First, I refer to the email that Senator Dolan sent us. It is important to record his point of view: “I have witnessed for the past 25 years the constant erosion of the practical life enhancing tool of a personal assistance service since it burst onto the political agenda in the early 90’s under the leadership of Martin Naughton and … People such as Dermot Walsh, Florence Dougall, Mairead Menton …”. The baton has been carried on by Shelly and James of Independent Living Movement Ireland.

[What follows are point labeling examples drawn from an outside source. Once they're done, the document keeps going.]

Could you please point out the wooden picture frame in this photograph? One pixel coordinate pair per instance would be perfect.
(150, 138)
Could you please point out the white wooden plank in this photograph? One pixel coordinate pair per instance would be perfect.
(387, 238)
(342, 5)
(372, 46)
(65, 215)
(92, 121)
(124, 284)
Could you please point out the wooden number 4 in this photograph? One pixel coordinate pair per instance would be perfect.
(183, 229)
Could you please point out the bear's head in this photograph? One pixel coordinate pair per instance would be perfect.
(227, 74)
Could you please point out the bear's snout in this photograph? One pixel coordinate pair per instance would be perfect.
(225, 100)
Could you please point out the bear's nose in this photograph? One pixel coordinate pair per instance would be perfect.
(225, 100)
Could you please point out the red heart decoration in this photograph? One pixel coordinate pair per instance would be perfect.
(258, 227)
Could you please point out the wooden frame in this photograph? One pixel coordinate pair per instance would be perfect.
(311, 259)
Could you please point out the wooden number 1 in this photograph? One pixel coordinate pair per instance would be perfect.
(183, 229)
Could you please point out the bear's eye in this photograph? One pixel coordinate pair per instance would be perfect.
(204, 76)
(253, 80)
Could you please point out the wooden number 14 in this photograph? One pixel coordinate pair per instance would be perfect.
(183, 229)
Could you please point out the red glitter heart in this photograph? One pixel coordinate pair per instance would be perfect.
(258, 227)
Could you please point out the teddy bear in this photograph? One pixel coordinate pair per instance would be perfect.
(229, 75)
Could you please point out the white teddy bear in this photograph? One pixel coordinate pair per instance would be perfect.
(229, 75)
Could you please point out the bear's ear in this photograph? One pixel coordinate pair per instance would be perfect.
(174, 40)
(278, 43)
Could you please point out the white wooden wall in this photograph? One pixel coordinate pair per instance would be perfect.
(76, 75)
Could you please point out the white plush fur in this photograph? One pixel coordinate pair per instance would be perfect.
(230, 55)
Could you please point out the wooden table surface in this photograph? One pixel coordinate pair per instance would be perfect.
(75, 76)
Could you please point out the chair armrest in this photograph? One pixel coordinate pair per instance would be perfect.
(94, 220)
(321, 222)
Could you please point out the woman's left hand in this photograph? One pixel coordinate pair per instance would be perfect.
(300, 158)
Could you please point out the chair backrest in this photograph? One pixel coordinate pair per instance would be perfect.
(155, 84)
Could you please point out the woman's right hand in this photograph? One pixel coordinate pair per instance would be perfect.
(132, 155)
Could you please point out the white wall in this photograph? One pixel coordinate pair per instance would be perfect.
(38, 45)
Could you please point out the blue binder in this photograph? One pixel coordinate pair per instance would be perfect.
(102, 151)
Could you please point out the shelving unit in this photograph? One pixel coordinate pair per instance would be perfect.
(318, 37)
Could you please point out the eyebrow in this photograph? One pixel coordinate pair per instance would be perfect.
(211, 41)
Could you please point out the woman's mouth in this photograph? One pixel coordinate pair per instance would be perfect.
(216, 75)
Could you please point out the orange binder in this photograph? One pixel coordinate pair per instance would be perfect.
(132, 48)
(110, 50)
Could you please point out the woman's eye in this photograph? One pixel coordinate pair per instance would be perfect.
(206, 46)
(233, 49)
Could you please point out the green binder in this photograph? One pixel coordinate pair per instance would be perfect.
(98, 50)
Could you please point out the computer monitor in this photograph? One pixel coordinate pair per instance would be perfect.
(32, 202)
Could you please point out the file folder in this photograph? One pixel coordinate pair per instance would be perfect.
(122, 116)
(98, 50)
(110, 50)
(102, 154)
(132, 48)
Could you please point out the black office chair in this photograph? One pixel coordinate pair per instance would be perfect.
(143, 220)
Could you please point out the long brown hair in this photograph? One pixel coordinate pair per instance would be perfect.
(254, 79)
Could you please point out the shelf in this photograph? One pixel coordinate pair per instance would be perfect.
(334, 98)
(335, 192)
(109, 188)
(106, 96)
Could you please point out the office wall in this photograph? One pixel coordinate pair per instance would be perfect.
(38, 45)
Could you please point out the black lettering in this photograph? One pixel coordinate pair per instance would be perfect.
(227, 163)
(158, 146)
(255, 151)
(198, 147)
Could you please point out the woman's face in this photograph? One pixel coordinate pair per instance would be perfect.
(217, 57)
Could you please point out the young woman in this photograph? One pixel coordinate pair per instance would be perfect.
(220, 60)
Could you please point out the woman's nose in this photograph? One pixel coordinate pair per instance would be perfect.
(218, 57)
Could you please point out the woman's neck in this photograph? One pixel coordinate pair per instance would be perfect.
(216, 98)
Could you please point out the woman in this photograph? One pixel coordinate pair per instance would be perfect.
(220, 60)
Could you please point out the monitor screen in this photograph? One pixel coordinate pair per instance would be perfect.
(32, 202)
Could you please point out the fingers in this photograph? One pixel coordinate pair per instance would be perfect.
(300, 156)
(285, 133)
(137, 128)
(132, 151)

It was not until I met Dermot Walsh who was a constituent of mine in Walkinstown that I really realised what the allocation of personal assistant hours actually meant to somebody. He was very active in his communit and a full-time disability advocate with Dublin Bus. His personal assistant used to get him into work in the mornings, would drive him in the car and bring him to conferences, including overseas. He had that support every minute of the day and lived independently. That is what I am talking about when I talk about independent living, not home help hours or assistance for a couple of hours a day.
The Disability Federation of Ireland made these points at a briefing last year and it contradicts completely what the Minister of State told the House. It stated clearly that only 0.3% of all people with disabilities received a personal assistant service. Joan O’Connor who wrote the briefing document noted that notwithstanding the definitional issues or conflation of personal assistant and home support data, the figures showed that overall there had been a drop of over 25% in the numbers in receipt of personal assistant and home supports combined between 2010 and 2017. She noted that, in the context of the personal assistant service, the majority received assistance for between one and five hours, that is, 957, and for between six and ten hours, or 538. There was only a target of 256 receiving between 21 and 40 hours in 2017. Only 5% of the HSE’s disability budget was expended on personal assistance and home support services.
Article 19 of the UN Convention on the Rights of Persons with Disabilities, UNCRPD, specifically mentions personal assistance under section b where it states: “Persons with disabilities have access to a range of in-home, residential and other community support services, including personal assistance”. This article means that a person with a disability has the right to live where they want, the right to be fully included in the community, that States must provide the supports needed to achieve these outcomes including personal assistants and that all community services should be available to people with disabilities.
There was no specific reference to independent living in budget 2020. It failed to bring a comprehensive coherent approach to resourcing the real inclusion of disabled people in Ireland despite commitments made by the Government that it would disability-proof budget 2020. I put it to the Government that it should respect and implement the UNCRPD to provide the personal assistance hours that people really need, not the home help hours or a couple of hours here or there, and comply with the article in its entirety and its precise meaning. The only way that can be done is by referring those rights to the HSE and telling them that those rights must be vindicated among citizens with disability.